Appears in
Oxford Companion to Food

By Alan Davidson

Published 2014

  • About

mole the most famous Mexican sauce, takes its name from molli, a Nahuatl word meaning mixture or concoction; and it is indeed a mixture of many ingredients. The constant factor among the numerous different versions is the starring role played by chilli peppers and the fact that the mixture is always cooked.

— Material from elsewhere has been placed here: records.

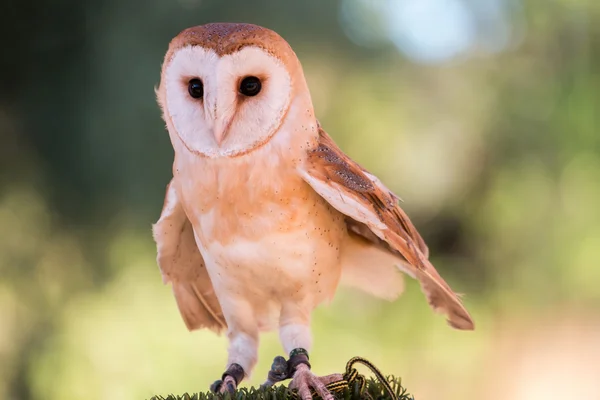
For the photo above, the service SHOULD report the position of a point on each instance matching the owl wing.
(372, 212)
(182, 264)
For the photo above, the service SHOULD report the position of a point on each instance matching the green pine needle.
(281, 392)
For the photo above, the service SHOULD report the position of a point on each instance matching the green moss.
(280, 392)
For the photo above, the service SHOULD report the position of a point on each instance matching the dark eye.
(250, 86)
(196, 88)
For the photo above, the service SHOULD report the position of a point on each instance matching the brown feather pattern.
(330, 165)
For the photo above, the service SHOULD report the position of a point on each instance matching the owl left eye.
(250, 86)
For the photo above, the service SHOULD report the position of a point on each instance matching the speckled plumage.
(265, 215)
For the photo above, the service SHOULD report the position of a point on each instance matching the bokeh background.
(481, 114)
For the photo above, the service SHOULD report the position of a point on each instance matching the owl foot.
(304, 380)
(298, 368)
(229, 381)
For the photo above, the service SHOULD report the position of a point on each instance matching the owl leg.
(295, 335)
(243, 350)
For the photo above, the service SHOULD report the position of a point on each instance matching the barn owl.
(265, 215)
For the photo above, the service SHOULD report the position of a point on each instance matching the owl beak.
(221, 129)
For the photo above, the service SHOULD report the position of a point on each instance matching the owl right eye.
(196, 88)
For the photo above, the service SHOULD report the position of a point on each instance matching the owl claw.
(229, 380)
(304, 380)
(223, 386)
(279, 372)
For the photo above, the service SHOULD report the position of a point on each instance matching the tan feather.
(370, 268)
(374, 213)
(182, 264)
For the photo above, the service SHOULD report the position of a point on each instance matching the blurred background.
(481, 114)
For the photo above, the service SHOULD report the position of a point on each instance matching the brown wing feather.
(182, 264)
(373, 212)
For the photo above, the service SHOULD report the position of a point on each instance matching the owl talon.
(216, 386)
(304, 380)
(279, 372)
(229, 380)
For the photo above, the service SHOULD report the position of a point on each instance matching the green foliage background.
(496, 154)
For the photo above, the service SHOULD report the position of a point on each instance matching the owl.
(265, 216)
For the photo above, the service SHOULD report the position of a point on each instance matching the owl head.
(226, 88)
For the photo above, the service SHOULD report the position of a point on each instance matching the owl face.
(224, 95)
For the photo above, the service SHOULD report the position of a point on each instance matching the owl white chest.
(267, 238)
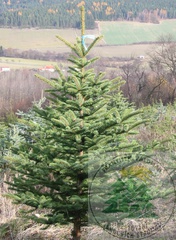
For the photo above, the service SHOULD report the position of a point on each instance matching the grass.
(38, 39)
(24, 63)
(124, 32)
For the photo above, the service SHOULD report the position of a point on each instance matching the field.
(21, 63)
(135, 32)
(121, 39)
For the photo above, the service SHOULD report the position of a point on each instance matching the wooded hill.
(66, 14)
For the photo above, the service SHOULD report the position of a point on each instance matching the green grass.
(14, 63)
(115, 33)
(38, 39)
(135, 32)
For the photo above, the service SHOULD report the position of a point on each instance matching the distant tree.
(163, 63)
(86, 113)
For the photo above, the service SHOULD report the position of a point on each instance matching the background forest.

Mole poblano de guajolote (Poblano is a synonym of Ancho, a cultivar of chilli pepper, and refers to the valley of Pueblo, where these peppers were first cultivated, while guajalote is wild turkey) or Pavo in mole poblano (pavo is the Mexican-Spanish word for turkey) is a dish of some antiquity and has achieved some fame for the inclusion of bitter chocolate in the sauce, although the quantity is small and the effect not separably discernible. Some have thought that the dish was made, with chocolate already added, in pre-Columbian times, but the lack of evidence for pre-Columbian use of chocolate as an ingredient in any food dish tells against this conclusively; and indeed the attitude of the Aztecs to chocolate was such that they would have been no more likely to use it in cooking than Spaniards would have been to cook with communion wine. Quite apart from this particular question, it is doubtful whether mole poblano dates as far back as the 17th century, as has been generally believed (see Laudan and Pilcher, 1999). Its paradigmatic place in Mexican cookery is somewhat akin to that of roast beef in Britain. Its role in social intercourse and in giving status to certain meals is explored by Joy Adapon (2001).